This might be a slightly different take on NIAW’s phrase for 2015, but for those of you feeling left behind in the trenches of infertility, please remember that YOU ARE NOT ALONE!
I think this was the most painful part of infertility for me.
I started blogging after a year of trying and a few clomid cycles and couldn’t believe my luck in finding such a great infertility blogging community, thanks to Izzy. I connected with several bloggers immediately and found a good number of infertility-besties. They were already IF veterans so they provided so much good advice and lessons as I started getting to a more desperate place in my journey.

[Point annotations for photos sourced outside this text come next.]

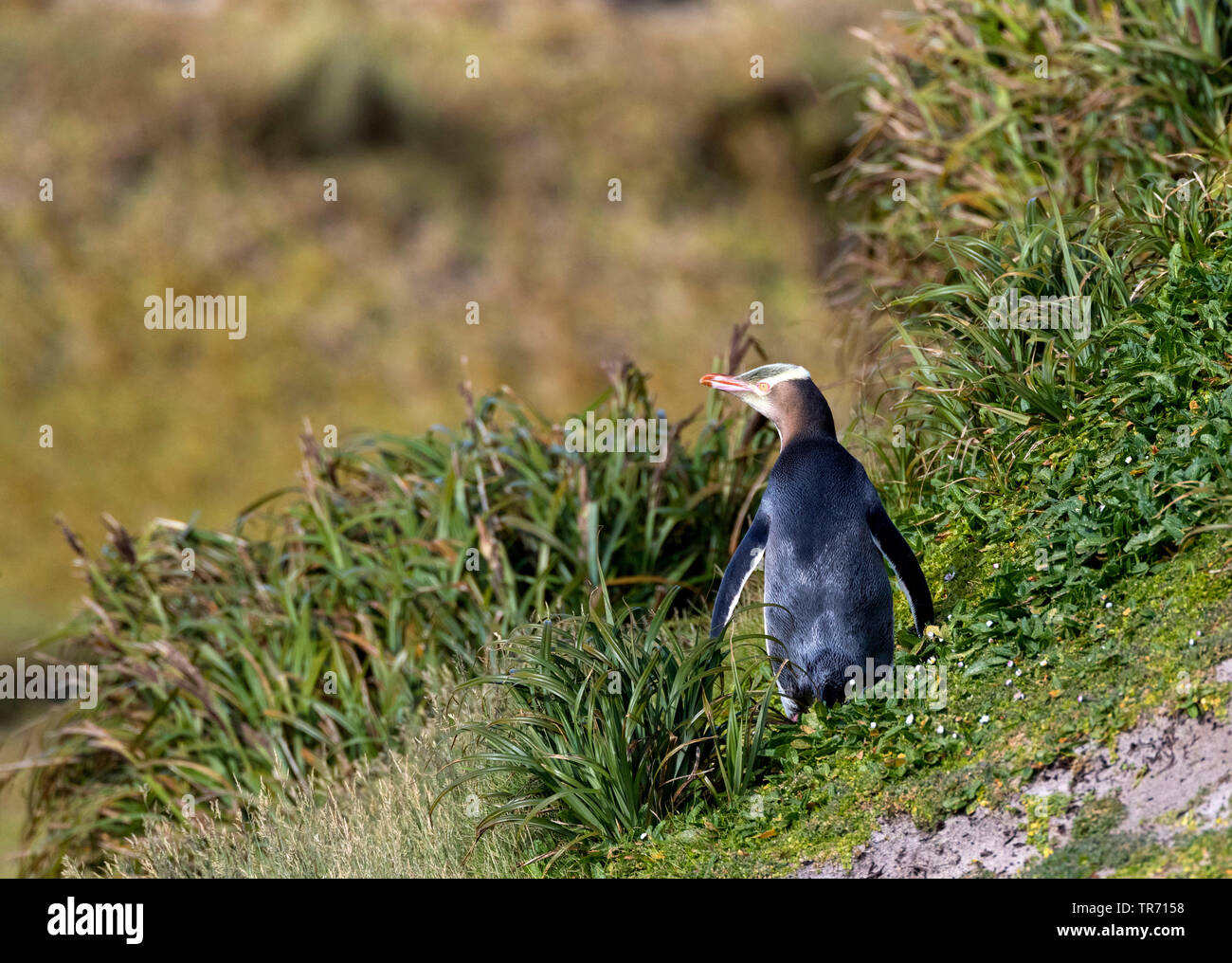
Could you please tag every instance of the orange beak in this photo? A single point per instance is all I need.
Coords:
(725, 383)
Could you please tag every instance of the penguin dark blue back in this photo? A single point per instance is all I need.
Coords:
(822, 532)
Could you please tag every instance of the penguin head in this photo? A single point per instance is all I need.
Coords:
(785, 394)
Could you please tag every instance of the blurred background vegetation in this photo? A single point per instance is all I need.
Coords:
(450, 190)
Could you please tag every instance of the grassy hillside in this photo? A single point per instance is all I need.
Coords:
(513, 636)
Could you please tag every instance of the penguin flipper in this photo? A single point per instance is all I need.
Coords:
(742, 564)
(900, 558)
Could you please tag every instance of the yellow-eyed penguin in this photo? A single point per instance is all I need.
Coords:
(822, 531)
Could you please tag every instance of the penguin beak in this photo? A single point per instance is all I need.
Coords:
(725, 383)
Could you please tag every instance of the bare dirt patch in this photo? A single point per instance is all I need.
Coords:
(1169, 773)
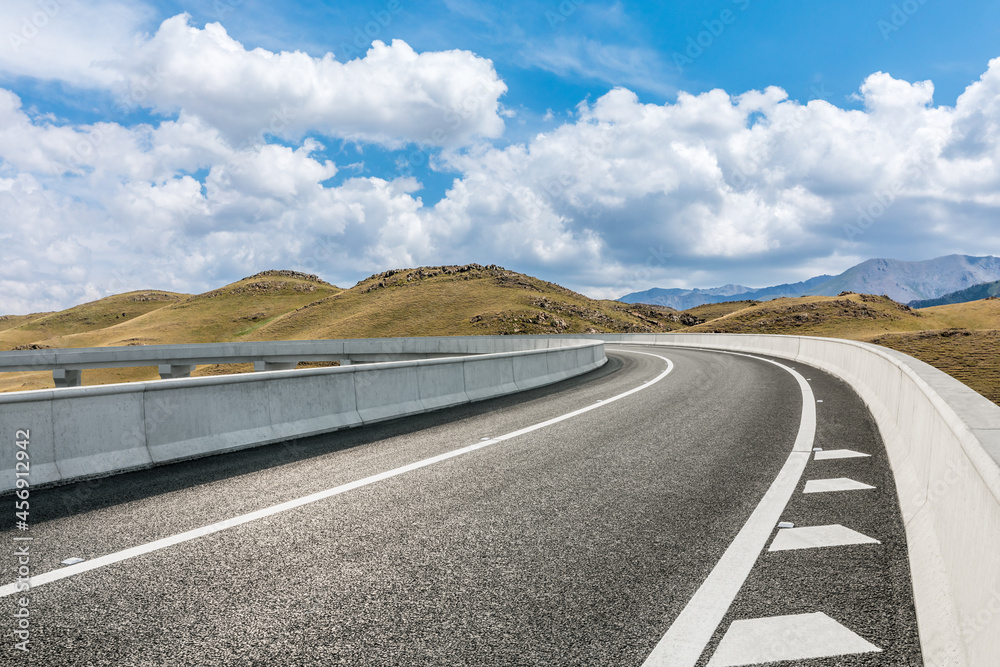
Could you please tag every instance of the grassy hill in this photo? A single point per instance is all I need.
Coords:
(974, 293)
(961, 339)
(285, 305)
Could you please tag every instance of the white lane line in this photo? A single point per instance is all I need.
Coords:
(779, 638)
(690, 633)
(818, 537)
(119, 556)
(836, 484)
(838, 454)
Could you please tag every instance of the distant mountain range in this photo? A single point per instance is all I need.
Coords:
(974, 293)
(901, 281)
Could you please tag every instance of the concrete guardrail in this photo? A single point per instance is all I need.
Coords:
(943, 441)
(81, 432)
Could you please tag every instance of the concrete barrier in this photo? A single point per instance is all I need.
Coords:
(943, 442)
(82, 432)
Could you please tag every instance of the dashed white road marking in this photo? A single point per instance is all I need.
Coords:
(126, 554)
(815, 537)
(838, 454)
(691, 631)
(795, 637)
(836, 484)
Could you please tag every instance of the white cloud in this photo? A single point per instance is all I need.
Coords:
(67, 40)
(708, 189)
(392, 95)
(735, 182)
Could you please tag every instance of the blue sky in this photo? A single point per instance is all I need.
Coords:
(182, 145)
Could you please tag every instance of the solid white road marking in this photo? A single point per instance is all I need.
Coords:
(837, 454)
(691, 631)
(836, 484)
(795, 637)
(117, 557)
(814, 537)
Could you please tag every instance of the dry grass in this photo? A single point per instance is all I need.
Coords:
(432, 301)
(973, 357)
(473, 299)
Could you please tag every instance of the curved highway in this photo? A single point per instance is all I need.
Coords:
(578, 524)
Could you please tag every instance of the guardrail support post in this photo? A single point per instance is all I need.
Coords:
(65, 378)
(168, 371)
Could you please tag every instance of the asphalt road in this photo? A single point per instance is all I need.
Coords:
(575, 544)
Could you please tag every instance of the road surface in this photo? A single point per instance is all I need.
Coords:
(570, 525)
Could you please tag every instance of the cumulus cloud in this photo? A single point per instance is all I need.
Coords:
(43, 38)
(625, 196)
(637, 194)
(393, 95)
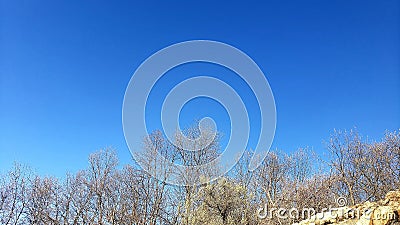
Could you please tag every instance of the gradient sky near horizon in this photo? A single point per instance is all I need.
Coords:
(64, 67)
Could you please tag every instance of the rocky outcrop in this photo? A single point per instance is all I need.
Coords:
(383, 212)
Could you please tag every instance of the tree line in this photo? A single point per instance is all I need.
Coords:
(103, 193)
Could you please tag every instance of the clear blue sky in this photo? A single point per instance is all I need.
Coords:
(64, 67)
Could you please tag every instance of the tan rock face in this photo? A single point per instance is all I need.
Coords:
(384, 212)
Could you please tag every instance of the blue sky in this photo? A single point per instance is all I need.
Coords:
(64, 67)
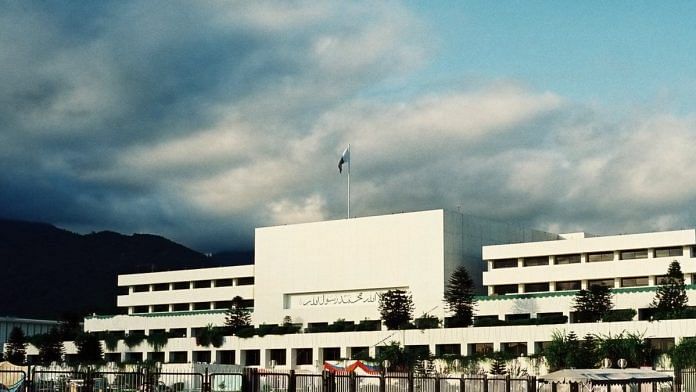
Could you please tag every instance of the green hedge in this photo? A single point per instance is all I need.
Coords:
(620, 315)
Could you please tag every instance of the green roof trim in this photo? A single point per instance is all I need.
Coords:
(552, 294)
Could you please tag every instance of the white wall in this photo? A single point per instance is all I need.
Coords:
(344, 257)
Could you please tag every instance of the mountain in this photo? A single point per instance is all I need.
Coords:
(47, 272)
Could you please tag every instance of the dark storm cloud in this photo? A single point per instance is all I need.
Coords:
(202, 120)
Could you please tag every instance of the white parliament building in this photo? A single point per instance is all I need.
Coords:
(314, 274)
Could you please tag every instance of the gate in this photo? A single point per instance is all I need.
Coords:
(685, 380)
(254, 380)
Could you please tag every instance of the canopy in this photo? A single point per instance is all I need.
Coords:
(356, 366)
(605, 376)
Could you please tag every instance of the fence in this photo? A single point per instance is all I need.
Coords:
(252, 380)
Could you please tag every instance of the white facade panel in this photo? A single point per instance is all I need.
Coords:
(368, 255)
(591, 244)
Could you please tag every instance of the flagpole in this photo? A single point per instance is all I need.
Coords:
(349, 159)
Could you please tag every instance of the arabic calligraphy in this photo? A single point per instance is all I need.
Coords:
(341, 299)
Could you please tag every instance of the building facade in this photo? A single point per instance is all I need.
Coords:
(316, 274)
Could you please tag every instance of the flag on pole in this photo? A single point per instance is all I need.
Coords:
(345, 158)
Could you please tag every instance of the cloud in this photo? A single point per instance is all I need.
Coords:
(201, 121)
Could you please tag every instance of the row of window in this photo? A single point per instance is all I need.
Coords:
(183, 307)
(196, 284)
(631, 254)
(304, 356)
(637, 281)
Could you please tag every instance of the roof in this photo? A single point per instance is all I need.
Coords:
(605, 376)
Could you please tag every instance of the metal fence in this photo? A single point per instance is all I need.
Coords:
(256, 380)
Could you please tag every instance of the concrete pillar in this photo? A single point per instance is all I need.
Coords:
(318, 357)
(265, 358)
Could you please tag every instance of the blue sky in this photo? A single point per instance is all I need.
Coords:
(203, 120)
(609, 53)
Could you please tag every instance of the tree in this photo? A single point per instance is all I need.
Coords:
(593, 304)
(396, 308)
(16, 351)
(89, 349)
(459, 297)
(671, 300)
(237, 316)
(50, 346)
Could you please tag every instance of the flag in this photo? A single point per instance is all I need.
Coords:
(345, 158)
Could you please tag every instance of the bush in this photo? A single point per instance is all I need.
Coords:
(619, 315)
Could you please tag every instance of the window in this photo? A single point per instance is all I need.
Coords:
(603, 256)
(536, 287)
(226, 357)
(201, 356)
(223, 282)
(141, 309)
(177, 332)
(634, 254)
(223, 304)
(202, 284)
(518, 316)
(568, 285)
(634, 282)
(669, 252)
(505, 289)
(505, 263)
(480, 348)
(332, 353)
(534, 261)
(515, 348)
(359, 352)
(567, 259)
(304, 356)
(278, 355)
(178, 357)
(601, 282)
(155, 356)
(448, 349)
(252, 357)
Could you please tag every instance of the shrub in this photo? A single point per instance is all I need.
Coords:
(111, 341)
(133, 339)
(426, 321)
(620, 315)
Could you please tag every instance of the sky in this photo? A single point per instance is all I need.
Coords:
(201, 121)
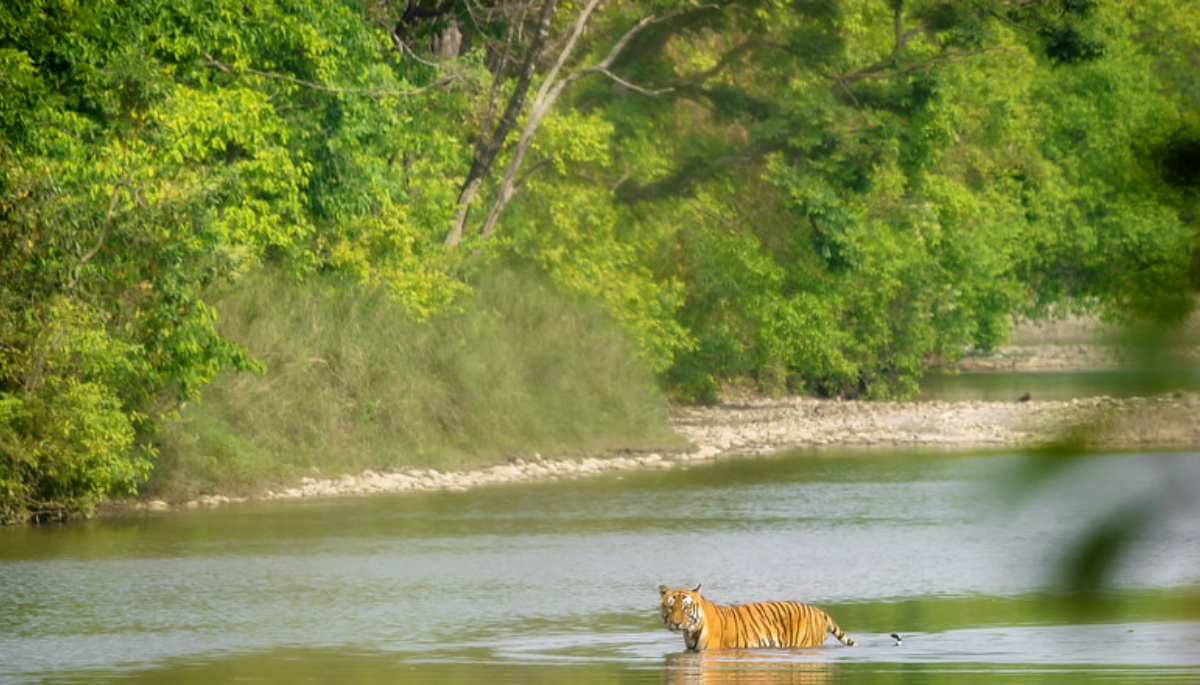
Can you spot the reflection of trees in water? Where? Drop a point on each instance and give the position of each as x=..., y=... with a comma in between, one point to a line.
x=747, y=667
x=1165, y=353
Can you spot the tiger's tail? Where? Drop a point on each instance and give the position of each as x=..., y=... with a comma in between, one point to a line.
x=838, y=632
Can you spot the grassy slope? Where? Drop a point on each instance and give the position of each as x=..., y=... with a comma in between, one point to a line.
x=353, y=383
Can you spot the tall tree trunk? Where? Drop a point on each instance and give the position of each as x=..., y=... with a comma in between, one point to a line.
x=545, y=100
x=490, y=143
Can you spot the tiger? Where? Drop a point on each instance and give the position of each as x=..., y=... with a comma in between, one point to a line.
x=780, y=625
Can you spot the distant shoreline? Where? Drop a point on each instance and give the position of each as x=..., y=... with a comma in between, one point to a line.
x=759, y=426
x=756, y=427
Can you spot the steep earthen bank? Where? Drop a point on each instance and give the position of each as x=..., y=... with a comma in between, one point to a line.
x=762, y=426
x=766, y=426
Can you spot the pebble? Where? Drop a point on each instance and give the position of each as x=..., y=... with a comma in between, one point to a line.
x=766, y=426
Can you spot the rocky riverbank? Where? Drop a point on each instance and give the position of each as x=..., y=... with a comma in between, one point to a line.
x=766, y=426
x=762, y=426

And slowly, but surely, each one of them got pregnant and had babies, except for 3. My reader became so full of pregnancy updates and birth stories that I struggled with opening it. I put a filter on my email to have all blog posts sent to a separate folder because even my email was full of those posts.
And I took several breaks from blogging. I mean, all I could do was whine about trying and losses while everyone else (or so it seemed at the time) began their families. And that is what pushed me into a short depression. I refused to talk to most of my family, friends, and coworkers. I was angry, bitter, lost, and hopeless. Yes, they all had begun their journeys long before mine and had been in my exact place before, but nothing could console me.
I was left behind and all alone.
But I wasn’t really. I just didn’t know it.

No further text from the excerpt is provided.